As well as folding tables for the workforce to eat their lunches at, the Flexfurn team supplied everything else they needed on a day to day basis – including waterproof clothing against the sort of weather for which the South-west is famous. Seeking to extend and expand market penetration overseas, Flexfurn had worked closely with a Belgian sales organisation called Europa 2000. Europa had 200,000 sq ft of warehousing and their territories extended into the Americas and across Western Asia; in 2007 the two companies merged and a new business was floated under the Flexfurn Ltd heading

Flexfurn was a 10-man team working out of a 20,000 sq ft manufacturing  and showroom space but with only a single beam saw – all that the team had needed up to that point. However, expanding sales in conjunction with Europa 2000 was putting the supply of hire product of sufficiently good quality to meet new standards under pressure and a corporate decision was taken to begin manufacturing in bigger volumes and to higher standards of finish.

eter Whiteland is managing director, and is, by his own admission, not a techincal man; nevertheless, he was tasked with heading off to the industry’s premier manufacturing equipment show with a list of requirements that was shaped by things to do rather than machines to buy. After a day on stands large and small, Peter settled at the stand of RW Machines, which seemed the only company able to meet the full spectrum of his needs.

The sales stand of RW Machines was the only place where he found someone who understood all his needs and who could supply everything  he required to meet them – and all for the money he had available! The company’s managing director, David Thompson Rowland, added solutions to the problems and also did the sums; together Peter and David did a deal and agreed dates for delivery and commissioning.

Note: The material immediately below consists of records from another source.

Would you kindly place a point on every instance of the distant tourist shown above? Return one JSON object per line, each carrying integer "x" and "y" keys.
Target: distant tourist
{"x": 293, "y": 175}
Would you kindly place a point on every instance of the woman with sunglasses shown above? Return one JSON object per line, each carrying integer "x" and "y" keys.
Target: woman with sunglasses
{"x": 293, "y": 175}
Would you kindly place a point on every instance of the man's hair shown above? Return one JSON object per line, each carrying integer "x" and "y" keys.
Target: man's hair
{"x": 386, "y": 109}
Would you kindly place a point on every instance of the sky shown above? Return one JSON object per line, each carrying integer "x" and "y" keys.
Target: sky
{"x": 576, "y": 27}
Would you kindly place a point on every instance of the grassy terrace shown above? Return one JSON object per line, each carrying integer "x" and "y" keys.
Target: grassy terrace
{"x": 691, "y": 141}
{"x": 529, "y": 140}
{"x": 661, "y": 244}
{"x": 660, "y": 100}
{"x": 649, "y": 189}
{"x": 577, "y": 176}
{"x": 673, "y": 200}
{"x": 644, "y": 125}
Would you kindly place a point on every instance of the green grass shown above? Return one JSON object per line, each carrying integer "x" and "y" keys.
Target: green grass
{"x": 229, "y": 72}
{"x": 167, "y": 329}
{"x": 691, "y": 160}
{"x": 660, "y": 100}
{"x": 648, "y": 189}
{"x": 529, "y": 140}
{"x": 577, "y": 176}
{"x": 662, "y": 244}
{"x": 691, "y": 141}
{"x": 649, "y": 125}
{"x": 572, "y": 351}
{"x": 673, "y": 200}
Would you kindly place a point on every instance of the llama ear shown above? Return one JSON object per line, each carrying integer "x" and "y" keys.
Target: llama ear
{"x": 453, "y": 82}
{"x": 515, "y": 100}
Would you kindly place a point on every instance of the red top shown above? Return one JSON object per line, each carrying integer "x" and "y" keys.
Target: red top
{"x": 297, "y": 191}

RW Machines’ principal Casadei Busellato fulfilled the problem that topped the list – for a CNC workcentre and a straight line edgebander, respectively the latest Easy Jet CNC from Busellato and a Flexa 37 straight line edgebander by Casadei. For face finishing on table tops RW supplied a heated press with glue coating rollers from Orma Macchine and further edge finishing, this time for shapes, with Eclipse by Vitap.

The Easy Jet CNC is the machine that enables nesting for optimisation of raw materials and also carries a broad range of horizontal and vertical boring options. Easy Jet carries two boring heads and a grooving saw working in the X axis with a 10 position auto-tool changer; it ticked all the  boxes ...  easy to use, compact and capable.

The 9hp electrospindle on the Busellato Easy Jet runs at 24,000rpm and both the electrospindle and the tool-changer are aggregate-ready. A vacuum grid table holds panels secure and the machine can be networked or fed through a USB connection. Busellato Easy Jet is a very versatile machine and it’s exactly what Flexfurn needed most urgently.

David Thomson Rowland was able to draw up a grid for manufacturing layout that could handle large sheet sizes of materials from melamine-faced MDF to a range of HPLs on plywood and in sheet sizes up to 5 x 12ft and material thicknesses from 12 to 24mm. Peter Whiteland had the work specifications all to hand and David now also had a usable area footprint to work to. It all added up to a financial package of the right equipment available from one supplier and against a single invoice.

“When you are trying to meet the needs of a market you’ve already identified,” says Peter Whiteland, “but can’t fulfill for want of the means to do the work, it’s very refreshing to find someone who knows all about the technology needed to do the job – and also someone who understands its deployment and technical support. I’m a salesman with no notable CAD experience so RW introduced several specialist engineers into  the equation to install the machines and then to train me and my team to make best use of them.”

“It’s been a steep learning curve,” says Peter, “a lot to take in, but the team has been great and David Thompson Rowland’s people from RW Machines are coming back again to continue the training next month.”